4.7 Effects on ability to drive and use machines
ELOCTA has no influence on the ability to drive and use machines.
4.8 Undesirable effects
Summary of the safety profile
Hypersensitivity or allergic reactions (which may include angioedema, burning and stinging at the infusion site, chills, flushing, generalised urticaria, headache, hives, hypotension, lethargy, nausea, restlessness, tachycardia, tightness of the chest, tingling, vomiting, wheezing) have been observed rarely and may in some cases progress to severe anaphylaxis (including shock).

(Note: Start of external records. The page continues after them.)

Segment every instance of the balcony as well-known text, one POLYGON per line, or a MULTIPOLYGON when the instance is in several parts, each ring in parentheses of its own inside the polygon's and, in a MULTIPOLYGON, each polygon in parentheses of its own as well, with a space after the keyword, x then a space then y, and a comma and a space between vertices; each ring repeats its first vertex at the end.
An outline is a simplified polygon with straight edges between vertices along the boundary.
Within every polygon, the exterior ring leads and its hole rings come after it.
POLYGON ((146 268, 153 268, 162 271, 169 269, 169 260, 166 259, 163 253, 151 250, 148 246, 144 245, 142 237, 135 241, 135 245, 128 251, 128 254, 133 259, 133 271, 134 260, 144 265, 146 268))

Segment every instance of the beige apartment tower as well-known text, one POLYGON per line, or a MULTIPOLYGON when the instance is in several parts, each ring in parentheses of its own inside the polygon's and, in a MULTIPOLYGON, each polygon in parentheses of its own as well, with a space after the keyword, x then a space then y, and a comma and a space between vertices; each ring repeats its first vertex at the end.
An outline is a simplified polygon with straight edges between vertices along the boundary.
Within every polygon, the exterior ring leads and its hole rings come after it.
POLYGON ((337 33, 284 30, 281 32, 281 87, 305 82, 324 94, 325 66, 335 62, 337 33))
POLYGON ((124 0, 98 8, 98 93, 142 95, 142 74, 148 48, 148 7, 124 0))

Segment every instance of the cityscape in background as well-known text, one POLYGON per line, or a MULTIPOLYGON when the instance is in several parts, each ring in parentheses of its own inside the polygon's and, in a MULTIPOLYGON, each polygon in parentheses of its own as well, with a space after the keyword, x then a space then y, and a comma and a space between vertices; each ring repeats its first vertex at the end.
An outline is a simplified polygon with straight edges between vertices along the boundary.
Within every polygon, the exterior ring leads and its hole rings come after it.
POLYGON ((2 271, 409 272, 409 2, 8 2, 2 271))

Development of neutralising antibodies (inhibitors) may occur in patients with haemophilia A treated with factor VIII, including with ELOCTA. If such inhibitors occur, the condition will manifest itself as an insufficient clinical response. In such cases, it is recommended that a specialised haemophilia centre be contacted.

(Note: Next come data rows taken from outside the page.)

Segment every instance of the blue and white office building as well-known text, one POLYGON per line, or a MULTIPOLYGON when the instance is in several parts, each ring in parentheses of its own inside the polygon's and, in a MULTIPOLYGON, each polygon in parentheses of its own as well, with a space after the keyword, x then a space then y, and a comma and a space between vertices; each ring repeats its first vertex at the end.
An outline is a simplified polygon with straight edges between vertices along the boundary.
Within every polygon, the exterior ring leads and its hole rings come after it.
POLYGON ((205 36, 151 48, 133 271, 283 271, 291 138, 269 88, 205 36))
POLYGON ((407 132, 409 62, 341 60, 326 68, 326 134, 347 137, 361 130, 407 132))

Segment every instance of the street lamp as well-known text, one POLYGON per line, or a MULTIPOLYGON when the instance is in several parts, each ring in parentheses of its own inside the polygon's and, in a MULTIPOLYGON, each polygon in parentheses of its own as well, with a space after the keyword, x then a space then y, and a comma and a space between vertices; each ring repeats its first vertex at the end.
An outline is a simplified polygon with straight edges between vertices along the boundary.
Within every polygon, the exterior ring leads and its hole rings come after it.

Tabulated list of adverse reactions
The Table 2 presented below is according to the MedDRA system organ classification (SOC and Preferred Term Level). Frequencies of adverse reactions are based on clinical studies with a total of 379 patients with severe haemophilia A, of which 276 were previously treated patients (PTPs) and 103 were previously untreated patients (PUPs). See section 5.1 for additional details on the clinical studies.
Frequencies have been evaluated according to the following convention: very common (>1/10); common (>1/100 to <1/10); uncommon (>1/1,000 to <1/100); rare (>1/10,000 to <1/1,000); very rare (<1/10,000), not known (cannot be estimated from the available data).
Within each frequency grouping, adverse reactions are presented in order of decreasing seriousness.
Table 2: Adverse reactions reported for ELOCTA in clinical trials1
MedDRA System Organ Class | Adverse reactions | Frequency category1 |
Blood and lymphatic system disorders | FVIII inhibition | Uncommon (PTPs)2 Very common (PUPs)2 |
Nervous system disorders | Headache | Uncommon |
Dizziness | Uncommon | |
Dysgeusia | Uncommon | |
Cardiac disorders | Bradycardia | Uncommon |
Vascular disorders | Hypertension | Uncommon |
Hot flush | Uncommon | |
Angiopathy4 | Uncommon | |
Respiratory, thoracic, and mediastinal disorders | Cough | Uncommon |
Gastrointestinal disorders | Abdominal pain, lower | Uncommon |
Skin and subcutaneous tissue disorders | Papular rash | Common (PUPs)3 |
Rash | Uncommon | |
Musculoskeletal and connective tissue disorders | Arthralgia | Uncommon |
Myalgia | Uncommon | |
Back pain | Uncommon | |
Joint swelling | Uncommon | |
General disorders and administration site conditions | Device related thrombosis | Common (PUPs)3 |
Malaise | Uncommon | |
Chest pain | Uncommon | |
Feeling cold | Uncommon | |
Feeling hot | Uncommon | |
Injury, poisoning, and procedural complications | Procedural hypotension | Uncommon |
PTPs= previously treated patients, PUPs= previously untreated patients.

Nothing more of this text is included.